Europe recalls lethal 2003 heat wave
Continent looks at the causes, solutions of weather-related tragedy
By Camille Feanny and Kiesha Porter
(CNN) -- It happened one year ago.
Neither Europeans, nor people around the world, can erase the memory of the thousands of people who lost their lives in the worst weather disaster to hit the region in centuries. From France to the Netherlands, Britain to Belgium, the searing temperatures baked the ancient cities for weeks last summer through July and August 2003.
Officials struggled to keep an accurate count of the dead. But a tally of government records estimate the death toll from between twenty to thirty-five thousand people -- the majority dying in the hottest period during the first two weeks in August.
The worst hit was France which lost more than 14,000 of it mostly elderly population in the unrelenting heat recorded as high as 104 degrees - temperatures that didn't cool down even at night. The event marks the 2003 European heat wave as the hottest summer in the northern hemisphere. But what was the cause?
Scientists have cited a variety of factors that all conspired to create disastrous results. Some mention unusual weather patterns similar to El Nino, others say that global warming is to blame.
According to Kevin Trenberth, Director of the National Center for Atmospheric Research in Colorado, there are a few possible causes.
"A change in global sea temperatures and unusual conditions in the tropics and the tropical area of the Indian Ocean was a factor in creating and sustaining settled air conditions over Europe," he says. "In these conditions air doesn't move around as much and winds do not pick up. Furthermore stagnated air creates perfect conditions for air pollutants to emerge."

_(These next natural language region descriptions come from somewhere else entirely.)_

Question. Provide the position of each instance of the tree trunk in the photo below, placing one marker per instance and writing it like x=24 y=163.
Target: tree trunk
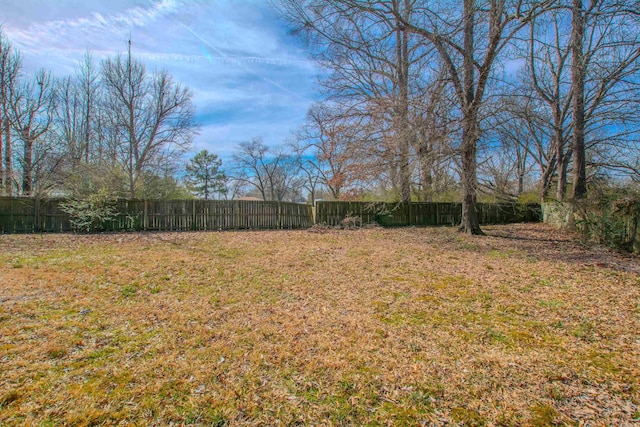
x=404 y=131
x=426 y=167
x=470 y=222
x=577 y=80
x=8 y=160
x=27 y=173
x=2 y=176
x=563 y=163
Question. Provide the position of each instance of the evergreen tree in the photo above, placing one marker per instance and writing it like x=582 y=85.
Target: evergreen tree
x=204 y=176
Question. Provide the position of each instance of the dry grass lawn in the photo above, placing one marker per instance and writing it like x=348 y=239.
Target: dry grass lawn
x=413 y=326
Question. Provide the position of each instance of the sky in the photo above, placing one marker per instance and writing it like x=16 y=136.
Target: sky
x=249 y=77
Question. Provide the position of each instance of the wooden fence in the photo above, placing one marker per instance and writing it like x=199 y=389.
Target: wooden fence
x=26 y=215
x=422 y=214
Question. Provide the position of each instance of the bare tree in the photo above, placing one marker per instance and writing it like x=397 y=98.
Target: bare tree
x=10 y=65
x=149 y=113
x=33 y=107
x=273 y=173
x=373 y=65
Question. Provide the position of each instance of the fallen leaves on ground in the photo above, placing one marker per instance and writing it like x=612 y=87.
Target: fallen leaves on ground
x=413 y=326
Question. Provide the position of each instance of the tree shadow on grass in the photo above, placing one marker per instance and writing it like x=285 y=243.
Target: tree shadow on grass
x=544 y=242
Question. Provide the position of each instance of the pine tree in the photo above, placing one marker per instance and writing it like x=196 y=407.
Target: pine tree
x=204 y=176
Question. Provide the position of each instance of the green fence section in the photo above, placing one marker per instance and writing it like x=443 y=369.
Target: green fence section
x=25 y=215
x=421 y=214
x=613 y=224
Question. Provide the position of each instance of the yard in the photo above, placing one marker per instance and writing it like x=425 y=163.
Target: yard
x=410 y=326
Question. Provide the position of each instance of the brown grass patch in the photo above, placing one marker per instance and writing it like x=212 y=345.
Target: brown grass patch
x=382 y=327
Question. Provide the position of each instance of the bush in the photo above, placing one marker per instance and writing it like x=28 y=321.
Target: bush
x=91 y=213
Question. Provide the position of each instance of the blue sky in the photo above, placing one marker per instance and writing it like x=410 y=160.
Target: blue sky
x=249 y=77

That stagnant air coupled with the unrelenting heat, say some scientists, was responsible for a large number of the deaths. Pollutants like smog, dust, car and factory exhaust mixed with the stagnant air, creating a toxic potion for sensitive populations, like young children, the elderly, and people with asthma. Add to that the fact that most buildings are not air conditioned, and the combination proved to be a recipe for disaster.
French authorities also lay part of the blame on inadequate care for the elderly in hospitals and rest homes, and a lack of adequate medical personnel to handle a crisis of that magnitude. Reports contend that many people died of heat stroke, dehydration, and other heat-related problem due to a delay in receiving medical care.
Heat waves are silent killers that claim the lives of more people each year in Europe than disasters like floods, tornadoes, and hurricanes combined. In addition to the human casualties -- the intense heat cost billions of dollars in damage due to lost crops, dead livestock, and wildfires.
Governments throughout Western Europe have made plans to avert a repeat of last year -- like creating temporary beaches, erecting showers, and planting additional trees.
"There are mitigation programs, like opening up supermarkets and malls and giving people access to cooler conditions if the circumstances arose again." says Trenberth.